2. The contract having been canceled pursuant to statute, there remains nothing to rescind. Even the action for damages for deceit is gone under the rule of Olson v. N. P. Ry. Co.126 Minn. 229, 148 N.W. 67, L.R.A. 1915F, 962, reviewed and reaffirmed in West v. Walker, 181 Minn. 169, 231 N.W. 826. If as suggested in the Olson case there may be under such circumstances an action for money had and received, it would depend necessarily upon the unconscionable enrichment of defendants through fraud. That element, as already indicated, is negatived by the decision below of the fact issues.

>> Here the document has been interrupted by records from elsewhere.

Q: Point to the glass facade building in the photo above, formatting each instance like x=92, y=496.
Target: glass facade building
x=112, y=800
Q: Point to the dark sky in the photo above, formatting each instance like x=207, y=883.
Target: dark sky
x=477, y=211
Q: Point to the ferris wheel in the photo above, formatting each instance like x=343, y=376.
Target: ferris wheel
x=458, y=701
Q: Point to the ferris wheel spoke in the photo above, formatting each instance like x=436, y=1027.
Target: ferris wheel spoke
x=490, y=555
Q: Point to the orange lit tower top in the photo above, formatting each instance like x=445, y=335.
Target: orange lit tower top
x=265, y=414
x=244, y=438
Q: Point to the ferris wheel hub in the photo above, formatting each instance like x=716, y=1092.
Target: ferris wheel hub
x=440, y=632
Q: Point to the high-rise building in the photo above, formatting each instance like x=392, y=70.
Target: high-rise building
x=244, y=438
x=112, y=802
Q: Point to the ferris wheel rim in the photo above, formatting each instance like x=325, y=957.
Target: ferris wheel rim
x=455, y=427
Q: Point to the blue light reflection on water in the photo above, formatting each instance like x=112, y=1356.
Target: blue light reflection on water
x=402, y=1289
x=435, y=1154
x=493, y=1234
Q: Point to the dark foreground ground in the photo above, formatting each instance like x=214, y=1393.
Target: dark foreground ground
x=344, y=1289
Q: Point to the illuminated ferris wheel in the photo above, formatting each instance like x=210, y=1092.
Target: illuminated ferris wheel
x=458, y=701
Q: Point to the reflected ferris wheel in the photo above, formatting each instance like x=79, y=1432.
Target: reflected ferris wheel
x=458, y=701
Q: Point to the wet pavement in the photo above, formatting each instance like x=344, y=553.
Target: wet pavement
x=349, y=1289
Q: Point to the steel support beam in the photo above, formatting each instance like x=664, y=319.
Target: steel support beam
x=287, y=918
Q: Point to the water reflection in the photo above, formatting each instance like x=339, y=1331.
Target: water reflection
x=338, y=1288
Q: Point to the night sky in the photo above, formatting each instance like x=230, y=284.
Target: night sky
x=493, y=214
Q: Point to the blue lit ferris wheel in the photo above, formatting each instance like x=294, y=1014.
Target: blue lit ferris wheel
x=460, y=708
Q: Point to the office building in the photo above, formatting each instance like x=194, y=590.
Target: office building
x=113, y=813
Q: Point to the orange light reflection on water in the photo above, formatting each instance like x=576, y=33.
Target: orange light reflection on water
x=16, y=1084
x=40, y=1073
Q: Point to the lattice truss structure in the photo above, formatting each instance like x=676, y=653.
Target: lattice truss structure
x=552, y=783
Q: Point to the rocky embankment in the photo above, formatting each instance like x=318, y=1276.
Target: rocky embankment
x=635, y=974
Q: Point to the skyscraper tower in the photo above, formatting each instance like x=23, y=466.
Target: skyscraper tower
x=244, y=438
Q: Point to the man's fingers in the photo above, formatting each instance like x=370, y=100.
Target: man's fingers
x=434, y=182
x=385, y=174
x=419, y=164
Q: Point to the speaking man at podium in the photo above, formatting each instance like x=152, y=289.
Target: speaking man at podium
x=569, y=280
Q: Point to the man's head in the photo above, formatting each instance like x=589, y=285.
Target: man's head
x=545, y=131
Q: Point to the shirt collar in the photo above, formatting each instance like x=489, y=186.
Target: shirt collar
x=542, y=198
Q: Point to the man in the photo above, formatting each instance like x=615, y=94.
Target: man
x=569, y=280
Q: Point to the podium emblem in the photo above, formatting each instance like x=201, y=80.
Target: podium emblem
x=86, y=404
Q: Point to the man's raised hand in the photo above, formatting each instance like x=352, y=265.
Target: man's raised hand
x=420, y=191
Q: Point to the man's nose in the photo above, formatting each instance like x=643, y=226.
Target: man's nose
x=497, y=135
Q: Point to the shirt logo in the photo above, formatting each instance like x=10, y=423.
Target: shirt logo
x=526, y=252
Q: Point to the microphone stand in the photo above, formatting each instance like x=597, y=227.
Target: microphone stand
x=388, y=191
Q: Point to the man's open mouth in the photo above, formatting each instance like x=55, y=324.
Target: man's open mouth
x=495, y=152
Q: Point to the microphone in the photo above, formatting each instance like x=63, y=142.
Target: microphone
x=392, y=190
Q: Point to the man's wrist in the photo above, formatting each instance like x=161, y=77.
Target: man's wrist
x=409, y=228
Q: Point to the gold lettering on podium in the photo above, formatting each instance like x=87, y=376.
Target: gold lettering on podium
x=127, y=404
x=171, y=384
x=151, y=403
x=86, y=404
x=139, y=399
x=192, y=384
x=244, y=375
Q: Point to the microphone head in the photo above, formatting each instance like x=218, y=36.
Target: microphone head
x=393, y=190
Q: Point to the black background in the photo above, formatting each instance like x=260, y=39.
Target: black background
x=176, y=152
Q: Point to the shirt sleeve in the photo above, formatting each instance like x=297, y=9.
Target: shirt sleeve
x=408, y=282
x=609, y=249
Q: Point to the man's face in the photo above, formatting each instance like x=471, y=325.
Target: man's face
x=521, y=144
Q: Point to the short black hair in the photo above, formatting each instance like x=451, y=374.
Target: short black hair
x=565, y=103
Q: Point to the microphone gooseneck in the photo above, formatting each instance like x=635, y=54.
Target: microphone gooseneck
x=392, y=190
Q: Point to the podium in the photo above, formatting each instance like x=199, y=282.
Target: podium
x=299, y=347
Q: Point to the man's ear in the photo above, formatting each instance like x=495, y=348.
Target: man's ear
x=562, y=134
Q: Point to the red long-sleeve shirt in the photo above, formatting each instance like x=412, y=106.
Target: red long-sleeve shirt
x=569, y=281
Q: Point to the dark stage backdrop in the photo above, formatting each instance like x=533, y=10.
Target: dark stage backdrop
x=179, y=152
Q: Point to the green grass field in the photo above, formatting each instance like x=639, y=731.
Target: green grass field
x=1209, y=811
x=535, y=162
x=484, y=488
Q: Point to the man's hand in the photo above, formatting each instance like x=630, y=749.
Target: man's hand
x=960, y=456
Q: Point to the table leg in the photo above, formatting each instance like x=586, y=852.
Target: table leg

3. We now come to the alleged dual agency and pooling of commissions of which plaintiff complains. One Ayers, a real estate broker, seems to have started the thing. He interested another broker, Comstock, who brought the parties together. Taylor and Egeland paid Ayers a commission of $1,500, which we assume was for the account of himself and Comstock. The association also paid Ayers a commission of $1,000. The claim is that these agents "pooled" their commissions and bribed Whitman and Gurney, president and secretary of the association, by paying them each $400. There again the findings are against plaintiff, implicitly if not expressly. Whitman did get $350 or $400 from Ayers, but he did not profit by it at all. He turned all he got over to the association in honestly avowed reduction of the commission it was paying and *331 which from the first apparently it intended to pay. Gurney, the unsalaried secretary of the association, was himself a realtor. Openly and from the first he insisted that because of the work he was doing on behalf of the association in consummating the deal he would be entitled to and would insist upon a commission. He dealt openly and above board, and the association paid its share of the commission with knowledge of all the facts. On the other hand, Taylor and Egeland had no knowledge of Whitman's and Gurney's participation in the commission and so are under no responsibility resulting therefrom. Whatever the rights of the association against Whitman and Gurney may have been or whatever they remain, Taylor and Egeland are beyond reach of legal condemnation or adverse judgment because of the alleged dual agency. They had nothing to do with it; they did not even know about it. So, at least, the case stands on the evidence and decision before us.

Ayers was considered below to have been a mere middleman or broker in the strict sense. Although he had much to do in the negotiations, we are not at liberty, on this record, to disturb the conclusion of the learned trial judge. That view of the facts is not "untenable" as it was in Geddes v. VanRhee,126 Minn. 517, 520, 148 N.W. 549. If there was a dual agency, it was not "instigated" by the party against whom relief is sought as was the case in Olson v. Pettibone, 168 Minn. 414,210 N.W. 149, 48 A.L.R. 913. To whatever extent the agency of Ayers was dual and his position and obligations other than those of a mere broker, the association was held below, and the evidence was open to that conclusion, to have countenanced it. That being the case, plaintiff cannot now complain. 1 Dunnell, Minn. Dig. (2 ed.) § 1146.

That the transaction was disastrous for plaintiff is not enough to entitle it to relief. We cannot retry the facts. That is not our function. The record is found to sustain the judgment in fact and law, and that ends the matter.